Egypt’s tourism revenues dropped 43 percent in first quarter of 2014 compared to the same period the previous year to register $1.3 billion, reported Reuters Wednesday.
The Ministry of Tourism was not immediately available to confirm the results to Ahram Online.
The decline is seen as a consequence of the Taba attack in February that killed three South Korean tourists, Adella Ragab, economic advisor to the minister of tourism, told Reuters.
The Taba attack, on a bus that was travelling to Israel from St Catherine's Monastery, a popular tourist destination in South Sinai, was the first assault on tourists since former president Mohamed Morsi's ouster in July 2013 spurred an Islamist insurgency.

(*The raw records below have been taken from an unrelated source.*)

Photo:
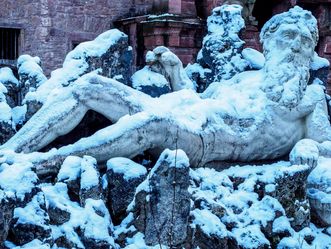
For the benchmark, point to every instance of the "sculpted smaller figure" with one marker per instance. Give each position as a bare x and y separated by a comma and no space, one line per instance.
255,115
247,12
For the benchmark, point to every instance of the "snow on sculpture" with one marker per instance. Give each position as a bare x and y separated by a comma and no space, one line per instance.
255,115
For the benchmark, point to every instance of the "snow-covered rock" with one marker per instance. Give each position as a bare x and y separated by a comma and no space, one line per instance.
150,82
31,222
221,47
90,182
123,177
162,204
9,85
319,192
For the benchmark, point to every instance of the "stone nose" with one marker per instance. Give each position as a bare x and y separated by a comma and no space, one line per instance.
296,44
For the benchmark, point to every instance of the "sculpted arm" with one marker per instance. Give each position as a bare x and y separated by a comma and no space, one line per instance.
317,140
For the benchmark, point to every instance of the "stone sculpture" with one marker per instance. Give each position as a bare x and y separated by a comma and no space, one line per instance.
276,110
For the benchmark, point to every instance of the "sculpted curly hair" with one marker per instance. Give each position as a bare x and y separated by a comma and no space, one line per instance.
295,15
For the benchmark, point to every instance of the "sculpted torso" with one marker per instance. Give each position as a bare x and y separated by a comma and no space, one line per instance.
255,115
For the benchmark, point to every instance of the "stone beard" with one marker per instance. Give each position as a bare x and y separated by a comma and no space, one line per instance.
286,77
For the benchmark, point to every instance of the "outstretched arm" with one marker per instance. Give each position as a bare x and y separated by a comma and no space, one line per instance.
318,133
66,107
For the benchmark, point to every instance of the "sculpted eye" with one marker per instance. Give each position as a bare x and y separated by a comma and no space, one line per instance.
306,41
289,35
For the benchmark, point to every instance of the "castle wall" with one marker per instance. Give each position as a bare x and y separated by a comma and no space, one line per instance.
49,28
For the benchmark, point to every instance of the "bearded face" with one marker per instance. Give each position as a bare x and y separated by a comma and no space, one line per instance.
288,55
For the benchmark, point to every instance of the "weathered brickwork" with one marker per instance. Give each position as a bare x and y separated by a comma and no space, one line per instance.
49,28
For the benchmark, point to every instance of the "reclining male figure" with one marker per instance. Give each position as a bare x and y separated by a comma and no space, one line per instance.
208,128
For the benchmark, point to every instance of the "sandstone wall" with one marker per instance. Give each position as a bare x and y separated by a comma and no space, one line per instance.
49,28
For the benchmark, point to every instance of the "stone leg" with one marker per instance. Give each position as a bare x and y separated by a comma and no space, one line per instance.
129,137
65,108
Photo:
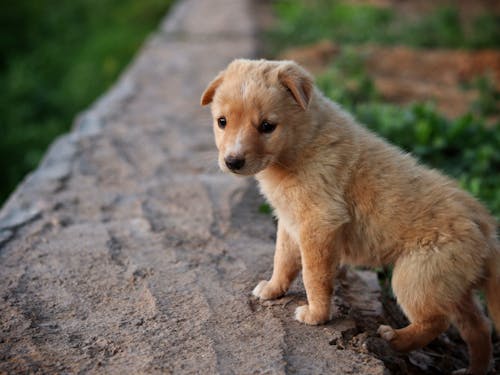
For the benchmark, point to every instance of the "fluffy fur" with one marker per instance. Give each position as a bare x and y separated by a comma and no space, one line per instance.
343,195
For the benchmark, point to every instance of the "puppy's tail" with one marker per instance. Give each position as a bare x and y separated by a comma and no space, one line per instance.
492,288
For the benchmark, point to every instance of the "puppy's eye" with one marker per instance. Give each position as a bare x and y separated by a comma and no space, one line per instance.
222,122
266,127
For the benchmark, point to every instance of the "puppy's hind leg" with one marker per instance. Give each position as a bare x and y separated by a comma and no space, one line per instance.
415,294
475,331
416,335
286,267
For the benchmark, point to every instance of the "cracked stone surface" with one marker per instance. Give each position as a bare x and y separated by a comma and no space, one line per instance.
127,251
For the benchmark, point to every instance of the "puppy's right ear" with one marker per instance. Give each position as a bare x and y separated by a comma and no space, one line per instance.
298,82
209,92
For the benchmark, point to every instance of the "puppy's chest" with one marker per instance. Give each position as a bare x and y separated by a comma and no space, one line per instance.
290,204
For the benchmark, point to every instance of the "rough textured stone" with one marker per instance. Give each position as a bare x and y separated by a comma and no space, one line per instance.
127,251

Egypt received around two million tourists in the first three months of 2014 — a 30 percent drop on the same period the previous year.
Tourism revenues, along with remittances and Suez Canal revenues, represent a main source for foreign currency in Egypt.
The ailing tourism sector, which represents 11 percent of the country’s gross domestic product, has seen several blows since the 2011 January uprising.
Most recently, Germany’s second-biggest airline, Air Berlin, suspended all flights to Sharm El-Sheikh until 30 April, citing deteriorating security conditions for foreign tourists.
The Ministry of Tourism then launched a series of precautionary measures to bolster security in Red Sea touristic cities.
Despite the ministry’s efforts to counter challenges facing the sector, revenues declined around 41 percent in 2013 compared to a year earlier, to register $5.9 billion.